My ultimate goal is to use an array whose values are instances of a user-defined class. How can I do the following correctly?

my @houses ...;
@houses[10].area = 222;
  • 2
    There is no syntax to create a House literal, there is syntax to create an Int literal 200. – Brad Gilbert Nov 28 '17 at 13:50
up vote 13 down vote accepted

my House $a does the same as my Int $a. It puts a restriction on the values that you can put in it. If you look at the content of the variable, you will get the type object of that restriction.

There is a trick that you can use though, so you don't have to repeat the House bit: my House $a .= new, which is the equivalent of my House $a = House.new.

To get back to your question: yes, you can do that with some trouble:

class House {
    has $.area;
    multi method area(House:U \SELF:) is raw {
        (SELF = House.new).area
    multi method area(House:D:) is raw {
my House @houses;
@houses[2].area = 42;
say @houses  # [(House) (House) House.new(area => 42)]

We create two candidates for the accessor method: one taking an undefined type object, and the other an instantiated object. The first one modifies its caller (assuming it to be a container that can be set), then calls the instantiated version of the method. I'm leaving this as an exercise to the reader to turn this into an Attribute trait.

When you write my Int $a; you will have a variable of type Int, but without value, or even container. The concrete value of $a will be (Int).

The same with my House $house; - you will get (House) value.
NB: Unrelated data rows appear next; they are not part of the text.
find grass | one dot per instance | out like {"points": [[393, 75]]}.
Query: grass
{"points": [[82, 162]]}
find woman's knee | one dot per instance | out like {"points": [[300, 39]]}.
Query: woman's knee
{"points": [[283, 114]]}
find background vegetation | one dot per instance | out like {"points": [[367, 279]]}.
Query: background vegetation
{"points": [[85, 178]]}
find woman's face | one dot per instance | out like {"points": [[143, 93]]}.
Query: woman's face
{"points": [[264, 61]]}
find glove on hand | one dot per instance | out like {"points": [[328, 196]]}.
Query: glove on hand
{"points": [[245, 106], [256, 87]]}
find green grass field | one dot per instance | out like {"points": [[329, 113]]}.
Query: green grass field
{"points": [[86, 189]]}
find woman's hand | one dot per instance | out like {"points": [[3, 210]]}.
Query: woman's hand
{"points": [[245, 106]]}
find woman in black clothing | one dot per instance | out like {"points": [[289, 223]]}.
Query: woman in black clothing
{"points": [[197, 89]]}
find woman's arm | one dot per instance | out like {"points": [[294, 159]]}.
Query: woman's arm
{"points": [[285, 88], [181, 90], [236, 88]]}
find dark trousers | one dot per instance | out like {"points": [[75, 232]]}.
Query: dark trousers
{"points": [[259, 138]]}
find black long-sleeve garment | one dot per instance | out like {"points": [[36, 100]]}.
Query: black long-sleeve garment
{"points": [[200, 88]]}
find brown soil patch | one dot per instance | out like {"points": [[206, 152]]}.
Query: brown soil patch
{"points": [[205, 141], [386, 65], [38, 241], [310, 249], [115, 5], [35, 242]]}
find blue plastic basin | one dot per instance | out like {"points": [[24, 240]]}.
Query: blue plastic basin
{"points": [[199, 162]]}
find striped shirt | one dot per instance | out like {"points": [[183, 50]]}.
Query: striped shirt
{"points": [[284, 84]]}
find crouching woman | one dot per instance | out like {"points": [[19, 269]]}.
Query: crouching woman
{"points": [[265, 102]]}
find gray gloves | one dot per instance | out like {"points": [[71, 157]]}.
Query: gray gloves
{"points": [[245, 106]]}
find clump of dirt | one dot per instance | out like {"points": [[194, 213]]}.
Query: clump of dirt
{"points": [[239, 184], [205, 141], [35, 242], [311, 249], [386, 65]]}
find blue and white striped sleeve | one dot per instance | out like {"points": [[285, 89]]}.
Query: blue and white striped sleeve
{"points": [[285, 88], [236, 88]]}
In your case you have to initialize array's elements by some House value. For example:

my @houses = House.new() xx 11;
@houses[10].area = 222;
  • thanks! But I don't need to write my $a = Int.new, the question is — why? – Eugene Barsky Nov 28 '17 at 11:26
  • 3
    You can write that. There are some shorthand ways to create instances for some classes of object. You could create your own shorthand methods for your objects if you like. So you could say my $a = 🏠 for example – Curt Tilmes Nov 28 '17 at 11:30
  • 2
    In code: $a = 222 the constant 222 is a value which can be interpreted as Int value. On the other hand in code my House $h = House.new(); my $n = $h; variable $h describes a value of type House, and that value put in $n and you do not have to write House.new() for variable $n. I mean that 222 and House.new is the same things. – Mikhail Khorkov Nov 28 '17 at 11:34

I think you're missing the part that the compiler is doing some of the work for you. When you have a literal number, the parser recognizes it and constructs the right numeric object for it. There's a virtual and unseen Int.new() that has already happened for you in rakudo/src/Perl6/Actions.nqp. It's at the NQP level but it's the same idea.